Because the Daily Kos ShelterBox supporters need a place to post their comments, concerns and ........ DONATIONS in the comments.
Do it for yourself, do it for your health.
A ShelterBox Response Team (SRT) is mobilising after a massive earthquake struck Japan earlier today. The earthquake, measuring 8.9 in magnitude, triggered a tsunami that’s caused extensive damage.
The latest reports coming out of Japan have shown cars, ships and buildings being swept away with waves of up to 10 meters high slamming into the coast. Areas across the Pacific Basin have been put on tsunami alert including Russia, Guam, the Philippines, Taiwan and Hawaii.
SRT members Lasse Petersen (AU), Mark Pearson (UK) and John Diksa (FR) are ready to head to Japan and begin ShelterBox’s international response.
‘The scenes we’re seeing are catastrophic,’ said Lasse. ‘Whole homes are being washed away and our thoughts go out to all the families who are facing this disaster. The epicentre was in Japan so our first team are mobilising to head there but we continue to watch very closely the path of the tsunami. We’re very aware the worst may not be over.’
According to U.S. Geological Survey the earthquake was magnitude 8.9 at a depth of 20 miles with the epicentre 250 miles away from Japan’s capital Tokyo.
The tsunami warning was issued by the Pacific Tsunami Warning Centre and they say the wave could even reach as far as Chile.
Tom Henderson, ShelterBox Founder and CEO, added: ‘At present the scale of the disaster is difficult to measure. What we do know is that the combination of such a large earthquake followed by the tsunami has the potential to cause significant damage across the Pacific Rim.

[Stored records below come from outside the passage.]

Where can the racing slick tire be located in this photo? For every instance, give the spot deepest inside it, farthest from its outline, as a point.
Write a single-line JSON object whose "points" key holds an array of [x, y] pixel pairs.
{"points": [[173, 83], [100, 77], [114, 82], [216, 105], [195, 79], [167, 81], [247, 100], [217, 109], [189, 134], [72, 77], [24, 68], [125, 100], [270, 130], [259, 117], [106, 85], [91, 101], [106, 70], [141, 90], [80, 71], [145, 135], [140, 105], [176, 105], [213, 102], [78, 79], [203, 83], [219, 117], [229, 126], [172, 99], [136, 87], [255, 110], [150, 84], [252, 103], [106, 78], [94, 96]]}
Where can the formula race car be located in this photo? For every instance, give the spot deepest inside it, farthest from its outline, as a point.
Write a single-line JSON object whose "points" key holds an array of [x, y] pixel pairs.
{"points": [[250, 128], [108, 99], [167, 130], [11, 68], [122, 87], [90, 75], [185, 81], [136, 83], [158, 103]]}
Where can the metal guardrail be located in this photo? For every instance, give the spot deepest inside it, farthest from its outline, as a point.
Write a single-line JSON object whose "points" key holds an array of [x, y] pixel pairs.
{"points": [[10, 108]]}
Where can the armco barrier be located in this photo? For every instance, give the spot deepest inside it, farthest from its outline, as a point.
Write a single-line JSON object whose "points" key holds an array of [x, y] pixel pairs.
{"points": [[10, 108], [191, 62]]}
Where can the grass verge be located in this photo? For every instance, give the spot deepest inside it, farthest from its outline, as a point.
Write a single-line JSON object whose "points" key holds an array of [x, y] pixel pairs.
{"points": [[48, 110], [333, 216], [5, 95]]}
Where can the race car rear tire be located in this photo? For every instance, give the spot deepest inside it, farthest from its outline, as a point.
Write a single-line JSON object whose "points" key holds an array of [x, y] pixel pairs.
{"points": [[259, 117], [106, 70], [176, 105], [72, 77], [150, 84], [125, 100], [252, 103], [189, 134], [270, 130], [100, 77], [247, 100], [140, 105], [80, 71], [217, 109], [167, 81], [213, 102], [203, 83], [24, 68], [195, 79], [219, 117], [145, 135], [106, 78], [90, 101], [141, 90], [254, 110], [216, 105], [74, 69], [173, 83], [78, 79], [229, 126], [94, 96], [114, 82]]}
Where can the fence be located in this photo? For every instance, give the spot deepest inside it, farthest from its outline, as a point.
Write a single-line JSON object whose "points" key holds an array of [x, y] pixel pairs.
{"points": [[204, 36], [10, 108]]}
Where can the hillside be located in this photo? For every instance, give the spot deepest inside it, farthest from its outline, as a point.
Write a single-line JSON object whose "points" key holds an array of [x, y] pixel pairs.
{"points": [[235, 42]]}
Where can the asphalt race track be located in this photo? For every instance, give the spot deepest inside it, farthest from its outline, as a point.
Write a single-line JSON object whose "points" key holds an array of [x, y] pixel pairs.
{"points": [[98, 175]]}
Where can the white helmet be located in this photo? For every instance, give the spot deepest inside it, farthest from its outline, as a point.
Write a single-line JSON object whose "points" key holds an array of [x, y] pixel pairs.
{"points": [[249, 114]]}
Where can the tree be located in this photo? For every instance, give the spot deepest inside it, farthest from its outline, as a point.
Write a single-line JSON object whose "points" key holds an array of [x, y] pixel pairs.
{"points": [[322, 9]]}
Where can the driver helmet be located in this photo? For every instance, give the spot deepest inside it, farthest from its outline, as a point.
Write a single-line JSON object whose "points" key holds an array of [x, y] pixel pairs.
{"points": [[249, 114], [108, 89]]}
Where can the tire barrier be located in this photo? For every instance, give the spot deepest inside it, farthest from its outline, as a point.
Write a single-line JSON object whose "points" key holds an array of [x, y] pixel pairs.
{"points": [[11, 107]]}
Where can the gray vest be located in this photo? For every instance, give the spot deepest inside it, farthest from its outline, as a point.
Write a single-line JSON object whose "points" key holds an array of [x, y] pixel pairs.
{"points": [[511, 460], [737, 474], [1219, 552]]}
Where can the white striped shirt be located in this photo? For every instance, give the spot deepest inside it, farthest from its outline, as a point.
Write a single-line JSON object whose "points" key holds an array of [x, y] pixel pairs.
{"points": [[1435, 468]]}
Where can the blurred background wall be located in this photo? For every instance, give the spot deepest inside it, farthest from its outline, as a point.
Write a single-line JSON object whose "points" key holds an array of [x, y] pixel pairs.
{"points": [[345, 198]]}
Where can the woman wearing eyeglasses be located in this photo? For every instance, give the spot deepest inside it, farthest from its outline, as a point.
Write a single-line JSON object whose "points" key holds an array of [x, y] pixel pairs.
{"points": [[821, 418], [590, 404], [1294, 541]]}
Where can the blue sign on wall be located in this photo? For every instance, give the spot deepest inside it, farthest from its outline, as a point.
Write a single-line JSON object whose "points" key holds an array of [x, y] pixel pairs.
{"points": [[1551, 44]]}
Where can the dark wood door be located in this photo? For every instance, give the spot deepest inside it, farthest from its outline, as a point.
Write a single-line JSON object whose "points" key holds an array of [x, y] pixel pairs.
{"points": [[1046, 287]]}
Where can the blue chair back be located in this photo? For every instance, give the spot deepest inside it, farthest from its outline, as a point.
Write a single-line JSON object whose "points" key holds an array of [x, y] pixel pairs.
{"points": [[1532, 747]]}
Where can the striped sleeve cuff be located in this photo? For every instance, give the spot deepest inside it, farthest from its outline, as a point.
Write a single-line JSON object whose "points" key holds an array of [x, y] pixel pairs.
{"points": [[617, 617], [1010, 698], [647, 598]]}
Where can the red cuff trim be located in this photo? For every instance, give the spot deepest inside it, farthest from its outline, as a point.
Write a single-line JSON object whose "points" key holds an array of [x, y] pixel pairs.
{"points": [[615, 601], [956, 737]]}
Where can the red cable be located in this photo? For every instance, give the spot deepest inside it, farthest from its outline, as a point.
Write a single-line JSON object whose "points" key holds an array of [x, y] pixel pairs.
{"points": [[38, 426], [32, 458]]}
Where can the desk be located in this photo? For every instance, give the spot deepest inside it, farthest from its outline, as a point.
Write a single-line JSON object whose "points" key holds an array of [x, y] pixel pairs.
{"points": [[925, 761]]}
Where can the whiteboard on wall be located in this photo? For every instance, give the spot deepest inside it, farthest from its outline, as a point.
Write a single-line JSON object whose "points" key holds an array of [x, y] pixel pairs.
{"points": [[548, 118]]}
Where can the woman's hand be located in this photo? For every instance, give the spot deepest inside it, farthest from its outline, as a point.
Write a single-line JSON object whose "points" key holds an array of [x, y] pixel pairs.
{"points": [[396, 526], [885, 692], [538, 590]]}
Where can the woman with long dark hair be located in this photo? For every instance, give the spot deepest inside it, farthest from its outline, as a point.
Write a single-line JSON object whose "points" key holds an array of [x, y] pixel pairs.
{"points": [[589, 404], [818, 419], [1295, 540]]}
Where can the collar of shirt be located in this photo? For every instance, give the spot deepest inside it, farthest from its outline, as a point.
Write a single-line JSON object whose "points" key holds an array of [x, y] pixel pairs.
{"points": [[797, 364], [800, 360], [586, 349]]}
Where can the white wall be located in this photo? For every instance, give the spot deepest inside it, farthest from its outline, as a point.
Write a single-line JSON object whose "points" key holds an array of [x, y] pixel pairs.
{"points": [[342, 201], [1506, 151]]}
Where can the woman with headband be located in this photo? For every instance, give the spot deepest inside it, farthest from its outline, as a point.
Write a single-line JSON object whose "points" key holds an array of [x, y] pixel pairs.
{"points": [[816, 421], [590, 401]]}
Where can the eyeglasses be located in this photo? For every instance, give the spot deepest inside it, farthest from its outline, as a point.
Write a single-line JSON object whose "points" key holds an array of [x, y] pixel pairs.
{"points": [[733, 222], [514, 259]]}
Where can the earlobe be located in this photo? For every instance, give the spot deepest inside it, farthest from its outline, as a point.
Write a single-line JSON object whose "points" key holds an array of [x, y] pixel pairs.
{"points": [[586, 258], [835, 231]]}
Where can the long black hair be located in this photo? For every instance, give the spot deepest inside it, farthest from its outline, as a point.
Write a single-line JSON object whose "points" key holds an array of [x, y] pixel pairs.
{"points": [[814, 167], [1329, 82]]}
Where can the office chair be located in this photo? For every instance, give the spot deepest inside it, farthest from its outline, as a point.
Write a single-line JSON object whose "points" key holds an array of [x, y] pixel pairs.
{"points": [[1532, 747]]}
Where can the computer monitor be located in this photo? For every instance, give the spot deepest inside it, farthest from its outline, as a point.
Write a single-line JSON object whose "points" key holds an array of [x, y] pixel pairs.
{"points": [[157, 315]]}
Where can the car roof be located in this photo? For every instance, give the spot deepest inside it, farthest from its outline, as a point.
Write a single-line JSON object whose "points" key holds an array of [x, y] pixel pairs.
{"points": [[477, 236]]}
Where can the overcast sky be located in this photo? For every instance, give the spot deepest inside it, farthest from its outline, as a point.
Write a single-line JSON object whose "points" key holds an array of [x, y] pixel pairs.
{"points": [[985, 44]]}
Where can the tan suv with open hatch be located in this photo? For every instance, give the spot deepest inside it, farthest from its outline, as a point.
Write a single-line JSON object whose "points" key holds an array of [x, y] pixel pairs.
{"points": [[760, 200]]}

‘We have aid pre-positioned locally and a member of the ShelterBox Response Team stationed in the Philippines enabling an immediate response.’
a post from my facebook friend Steve brought my attention to this bit of information. It makes sense to me.
http://www.huffingtonpost.com/...
And research at the University of California at Berkeley, led by Dacher Keltner, has found that people who are most compassionate tend to have high vagal tone. And the contrary is also true. People with the highest vagal tone seem to be very compassionate.
If this is anything to go by, it would mean that practicing compassion can slow inflammation by increasing the fitness of the vagus nerve and, by extension, it might even mean that compassion could slow the aging process.
The anti-inflammatory properties of compassion have now begun to be studied. In a 2009 study, scientists at Emory University School of Medicine, trained 33 people in a Tibetan Buddhist compassion meditation, which involved the structured generation of feelings of compassion, and compared them with a group of 28 people who didn't do the meditation. After six weeks those who did the most compassion meditation had much lower levels of inflammation than those who did the least or none at all. And if the theory that inflammation is related to aging is correct, then this research certainly tells us that compassion could slow the aging process.
Ha, who knew being good is good for you!